Beyond APIs: Collecting Web Data for Research using the National Internet Observatory

Abstract

The Internet serves as a vital platform for information access and global connectivity. Widespread online engagement offers unprecedented opportunities to study human behavior at scale, yet researchers face significant ethical and technical barriers when attempting to collect data for academic studies.

In particular, major social media platforms like Facebook and Twitter have progressively restricted access to their official Application Programming Interfaces (APIs), which previously served as primary tools for researchers to create customized datasets from specific platforms for studying online content production and engagement behavior.

This tutorial introduces the National Internet Observatory (NIO), an alternative data collection framework and infrastructure designed to help researchers study online behavior, with a particular focus on content viewing—the predominant form of online activity. The tutorial presents NIO's informed data donation process, participant demographics and behavioral traces, and secure computing infrastructure.

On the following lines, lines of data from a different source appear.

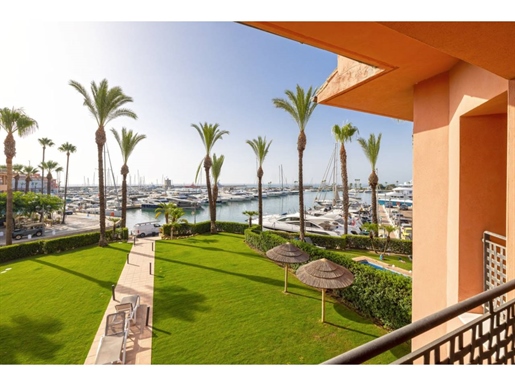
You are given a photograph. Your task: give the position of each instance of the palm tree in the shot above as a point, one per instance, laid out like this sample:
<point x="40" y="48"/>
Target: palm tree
<point x="50" y="166"/>
<point x="127" y="142"/>
<point x="44" y="142"/>
<point x="175" y="219"/>
<point x="372" y="230"/>
<point x="371" y="150"/>
<point x="209" y="134"/>
<point x="260" y="147"/>
<point x="12" y="121"/>
<point x="67" y="148"/>
<point x="105" y="104"/>
<point x="17" y="168"/>
<point x="300" y="106"/>
<point x="29" y="171"/>
<point x="344" y="134"/>
<point x="216" y="170"/>
<point x="388" y="229"/>
<point x="249" y="214"/>
<point x="165" y="208"/>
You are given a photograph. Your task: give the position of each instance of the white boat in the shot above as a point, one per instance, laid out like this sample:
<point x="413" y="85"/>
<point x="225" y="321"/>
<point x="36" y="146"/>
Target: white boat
<point x="313" y="224"/>
<point x="402" y="194"/>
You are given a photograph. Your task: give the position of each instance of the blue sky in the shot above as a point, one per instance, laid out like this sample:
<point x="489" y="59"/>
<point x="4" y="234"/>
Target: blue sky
<point x="179" y="74"/>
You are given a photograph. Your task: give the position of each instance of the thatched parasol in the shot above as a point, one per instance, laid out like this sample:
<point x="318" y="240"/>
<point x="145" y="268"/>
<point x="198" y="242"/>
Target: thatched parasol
<point x="287" y="254"/>
<point x="325" y="274"/>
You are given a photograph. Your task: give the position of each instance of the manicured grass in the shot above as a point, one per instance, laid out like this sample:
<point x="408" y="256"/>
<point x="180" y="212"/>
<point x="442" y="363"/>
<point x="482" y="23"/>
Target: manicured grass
<point x="216" y="301"/>
<point x="52" y="305"/>
<point x="401" y="261"/>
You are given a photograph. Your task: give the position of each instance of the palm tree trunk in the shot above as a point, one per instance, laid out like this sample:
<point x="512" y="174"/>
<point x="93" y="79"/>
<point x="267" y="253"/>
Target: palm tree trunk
<point x="65" y="186"/>
<point x="43" y="172"/>
<point x="374" y="203"/>
<point x="373" y="180"/>
<point x="49" y="179"/>
<point x="345" y="186"/>
<point x="124" y="199"/>
<point x="10" y="151"/>
<point x="212" y="203"/>
<point x="301" y="145"/>
<point x="215" y="197"/>
<point x="100" y="140"/>
<point x="260" y="198"/>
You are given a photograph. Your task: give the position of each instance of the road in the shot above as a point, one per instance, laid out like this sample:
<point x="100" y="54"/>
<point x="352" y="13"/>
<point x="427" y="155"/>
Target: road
<point x="75" y="223"/>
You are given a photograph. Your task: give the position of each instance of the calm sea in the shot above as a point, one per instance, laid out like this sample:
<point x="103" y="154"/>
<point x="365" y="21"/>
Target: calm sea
<point x="233" y="211"/>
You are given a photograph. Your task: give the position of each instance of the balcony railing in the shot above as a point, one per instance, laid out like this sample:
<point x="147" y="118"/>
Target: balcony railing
<point x="488" y="339"/>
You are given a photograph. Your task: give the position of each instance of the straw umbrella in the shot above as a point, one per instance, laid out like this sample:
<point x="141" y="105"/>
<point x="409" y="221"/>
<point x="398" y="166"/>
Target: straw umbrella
<point x="325" y="274"/>
<point x="287" y="253"/>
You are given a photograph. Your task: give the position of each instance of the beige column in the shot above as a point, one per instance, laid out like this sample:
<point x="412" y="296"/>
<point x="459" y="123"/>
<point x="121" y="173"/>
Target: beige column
<point x="510" y="184"/>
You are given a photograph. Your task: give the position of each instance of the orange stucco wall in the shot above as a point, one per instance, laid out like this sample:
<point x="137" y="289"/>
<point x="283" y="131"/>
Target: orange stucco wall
<point x="430" y="181"/>
<point x="510" y="184"/>
<point x="458" y="155"/>
<point x="482" y="194"/>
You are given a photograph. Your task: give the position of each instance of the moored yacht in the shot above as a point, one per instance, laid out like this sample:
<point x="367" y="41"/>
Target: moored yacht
<point x="313" y="224"/>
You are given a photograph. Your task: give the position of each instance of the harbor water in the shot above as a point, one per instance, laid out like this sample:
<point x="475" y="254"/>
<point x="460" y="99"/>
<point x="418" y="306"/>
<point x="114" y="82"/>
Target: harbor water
<point x="233" y="211"/>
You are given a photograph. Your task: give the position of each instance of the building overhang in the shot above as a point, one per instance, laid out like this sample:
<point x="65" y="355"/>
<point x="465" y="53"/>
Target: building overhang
<point x="379" y="63"/>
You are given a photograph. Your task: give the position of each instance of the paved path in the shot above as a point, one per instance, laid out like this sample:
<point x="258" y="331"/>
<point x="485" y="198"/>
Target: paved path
<point x="136" y="278"/>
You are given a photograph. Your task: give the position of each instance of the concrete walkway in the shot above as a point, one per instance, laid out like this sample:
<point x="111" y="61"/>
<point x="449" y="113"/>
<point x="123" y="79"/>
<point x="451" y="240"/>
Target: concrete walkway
<point x="137" y="278"/>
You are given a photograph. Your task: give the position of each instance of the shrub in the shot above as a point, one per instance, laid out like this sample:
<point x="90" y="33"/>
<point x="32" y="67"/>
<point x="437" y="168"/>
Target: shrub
<point x="380" y="295"/>
<point x="19" y="251"/>
<point x="71" y="242"/>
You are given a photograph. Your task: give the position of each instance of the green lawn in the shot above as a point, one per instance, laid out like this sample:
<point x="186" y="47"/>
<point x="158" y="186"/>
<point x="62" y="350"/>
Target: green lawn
<point x="52" y="305"/>
<point x="216" y="301"/>
<point x="401" y="261"/>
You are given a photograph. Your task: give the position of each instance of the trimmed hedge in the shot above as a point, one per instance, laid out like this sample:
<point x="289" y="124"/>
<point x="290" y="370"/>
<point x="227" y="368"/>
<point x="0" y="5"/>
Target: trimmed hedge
<point x="53" y="245"/>
<point x="402" y="247"/>
<point x="380" y="295"/>
<point x="19" y="251"/>
<point x="203" y="227"/>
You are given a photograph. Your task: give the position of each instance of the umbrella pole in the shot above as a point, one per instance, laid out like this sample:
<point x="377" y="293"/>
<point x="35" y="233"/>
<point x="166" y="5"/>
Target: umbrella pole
<point x="285" y="277"/>
<point x="323" y="305"/>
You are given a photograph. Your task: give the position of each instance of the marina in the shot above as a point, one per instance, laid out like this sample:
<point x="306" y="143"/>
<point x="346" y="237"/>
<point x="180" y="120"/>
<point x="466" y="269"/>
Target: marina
<point x="233" y="201"/>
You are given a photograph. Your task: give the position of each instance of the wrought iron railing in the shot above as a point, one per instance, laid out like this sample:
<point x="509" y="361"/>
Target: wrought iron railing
<point x="495" y="261"/>
<point x="490" y="338"/>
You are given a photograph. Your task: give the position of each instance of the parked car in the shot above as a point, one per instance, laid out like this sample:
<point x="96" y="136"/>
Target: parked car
<point x="32" y="229"/>
<point x="407" y="233"/>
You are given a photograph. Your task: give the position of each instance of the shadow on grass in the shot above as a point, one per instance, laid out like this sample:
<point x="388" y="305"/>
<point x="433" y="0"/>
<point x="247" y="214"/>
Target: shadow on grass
<point x="102" y="283"/>
<point x="179" y="302"/>
<point x="201" y="245"/>
<point x="260" y="279"/>
<point x="29" y="340"/>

The tutorial incorporates interactive activities and hands-on sessions that demonstrate NIO's capabilities for enabling novel cross-disciplinary and cross-platform research across web and social media environments.

Prerequisites

There are no formal prerequisites for participation. We encourage anyone interested in online activity data collection and research to join. While a background in digital behavioral research helps participants better understand the challenges and opportunities that NIO presents, it is not required to learn about this new data collection infrastructure.

Duration

The tutorial is 3 hours (180 minutes) long, designed as one continuous half-day session.

Schedule

Duration	Activity	Description
9:00 am - 9:30 am	NIO Overview and Q&A	Overview presentation on NIO infrastructure, data collection basics, and research vision. Discussion of existing frameworks for online activity data collection across disciplines and their pros/cons.
9:30 am - 10:00 am	Data collection (in depth) & Q&A	Presentation on Mobile, Desktop, and Survey Data. Includes mechanisms of data collection, organized data collections and data products for research, and sample size estimates.
10:00 am - 10:30 am	Real dataset exploration session	Demonstration and exploration of an aggregated dataset built using NIO.
10:30 am - 11:00 am	Coffee Break and Chat
11:00 am - 11:40 am	Examples of research and data analyses using NIO data	Presentation on some existing analyses and research that uses NIO data. Highlights concrete research possibilities.
11:40 am - 12:00 pm	Q&A + Future datasets feedback	Open-ended Q&A session with all participants, and space for feedback about what participants would like NIO to add and share publicly in the future.

Learning Outcomes

By the end of the tutorial, participants will:

Learn about various methods of online activity data collection along with their pros and cons.
Learn about a new infrastructure and framework for data collection in the post-API age.
Learn about the research and analytical possibilities enabled by NIO and data donations, including the cross-platform potential of working with participants browsing activity, the kinds of research enabled by trace data being linked with survey data, and the interdisciplinary uses of these alternative data collection methods.
Understand the data collected by NIO and how it could inform their own ongoing or future research.

Organizers

Dr. Pranav Goel

Primary Contact: p.goel@northeastern.edu | pranav-goel.github.io

Dr. Goel is a Postdoctoral Research Associate at the Network Science Institute, Northeastern University, USA. He obtained his PhD in Computer Science from the University of Maryland, College Park. His research interests span computational social science & natural language processing, including text-as-data applications in computational political science, analyzing framing in news and social media, and understanding misinformation narratives, and improving topic model evaluation and their ability to assist practitioners.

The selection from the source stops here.